Monday, July 27, 2009
Hi peeps. This past week has been a little crazy and I have a lot of things going on this coming week but as always a vow to deliver an entry every Sunday/Monday to you guys in order to maintain the momentum. All I have to start working on some other writing assignments that I need to get done, like my college application essay (which some how I need to keep less then 250 words YEAH RIGHT) and a short story draft so I can have time to edit it for entry into a competition.
Ok so I recently attended a round table discussion at the local Pride Center here in the Bronx and I am really happy about the new acquaintances I’ve made. For starters the group was much larger then I expected and it was facilitated very well. As most of you know I’m no stranger to group therapy and am also very very critical of facilitators. I think that it’s a personal experience for each individual but I also think I have a sense for those that are able to use their personal style and the ability to adapt it the needs of the room. As my old councilor at rehab says “It’s about bringing as many people to the table as possible.”

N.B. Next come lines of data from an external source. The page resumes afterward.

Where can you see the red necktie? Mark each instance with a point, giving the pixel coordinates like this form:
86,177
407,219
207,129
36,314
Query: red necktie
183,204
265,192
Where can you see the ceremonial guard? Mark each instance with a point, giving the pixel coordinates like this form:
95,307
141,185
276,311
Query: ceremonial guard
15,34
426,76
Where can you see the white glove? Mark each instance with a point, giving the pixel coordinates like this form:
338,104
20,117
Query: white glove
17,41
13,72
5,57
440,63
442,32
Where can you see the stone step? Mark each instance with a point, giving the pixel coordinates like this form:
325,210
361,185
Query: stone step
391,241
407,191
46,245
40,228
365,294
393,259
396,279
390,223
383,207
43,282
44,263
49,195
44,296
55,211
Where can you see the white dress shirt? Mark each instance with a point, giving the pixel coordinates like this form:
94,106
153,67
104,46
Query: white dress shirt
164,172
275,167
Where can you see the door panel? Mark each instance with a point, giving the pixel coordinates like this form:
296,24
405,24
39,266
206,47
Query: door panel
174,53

For starters the group was 2 fucking hours long but it went by rather fast and we let the topics organically grow from each comment made. There was no set agenda or curriculum and plenty of cross talk but all healthy positive feedback. Now here’s the kicker it was a “Latino” group! For most of you that know me I’m very open about the fact that I’m half Italian and half Puerto Rican but lets be honest even my mother calls me a “gringo” cause I have acclimated and immersed myself in what would be considered “Caucasian Gay Society” well call it “CGS” from here on. Let me be honest here I’m afraid of my own gene pool well not afraid but they make me uncomfortable whether they be stereotypical Italian Guidos’ or Puerto Rican Boricuas’. I don’t know why I’m like this but I am. My mother is always telling me I need to be more in touch with my roots but I have a culture I lean towards the CGS and I know plenty of Italians and Puerto Ricans that are part of it but I also realize there is a large population of gays in both of these cultures that don’t feel apart of the CGS culture. At first I felt bad for them like they were depriving themselves of being part of their rightful culture and place but after this group I realize there is a place for a Latino Gay Society. I still don’t know if I’m a part of it but one thing that I’ve learned in recovery is that my disease always tries to convince me that I’m not a part of and that it’s up to me to engage the things I want to be included in, and this group was no different they welcomed me in and treated me as a part of. So one more point for recovery and another foul on the ‘ism’.
I admit I consider myself a white boy that can just tan well, however this has not spared me from the viscous tongue of racism. When I lived in Florida I had a very dark cinnamon bronze tan I’ve been called a spic asked if I was a member of a gang back home in the Bronx. I’ve received pity from my ex’s father who assumed that I was raised in a poverty level income due to my place of origin and I’ve been called a greasy dago from NY and I’ve been snapped at by people that assumed I was a bus boy in restaurant. All of these events took place in the south and south west. I’ve also had conversations started in Spanish and even been sexually harassed due to my Latin look when I was in my early 20’s. After that I stopped getting to dark of a tan but when I lived in Arizona I couldn’t help but get a dark tan and with my dark hair I’ve had Mexican people assume I was Mexican as well. Now I know my aunt right now is saying “NO WAY!” but even she thought I was an Asian man once from afar on the street. I have always been a chameleon of sorts and had the ability to blend in with my surroundings.
To native NYers’ we put a lot of value in our heritage. “What’s your background or where is your family from?” is a common question. Not to segregate each other but as a way of finding a commonality. We may be from different backgrounds or ethnicities or cultures or even subcultures but we seek out a common thread, religions, neighborhoods, sexualities, recovery fellowships, high schools & colleges. No matter how you slice it any wall can be a bridge. So who and or what am I? I’ll tell you who I am. I’m a recovering crystal meth addict named Tommy from Bronx that is half Italian and half Puerto Rican and I choose to surround myself with positive people that give me love and respect and I am learning that that doesn’t come from a specific culture but by the people I seek out in these groups, so if any one asks you where Tommy’s kin is from you can tell them his background is Kindness!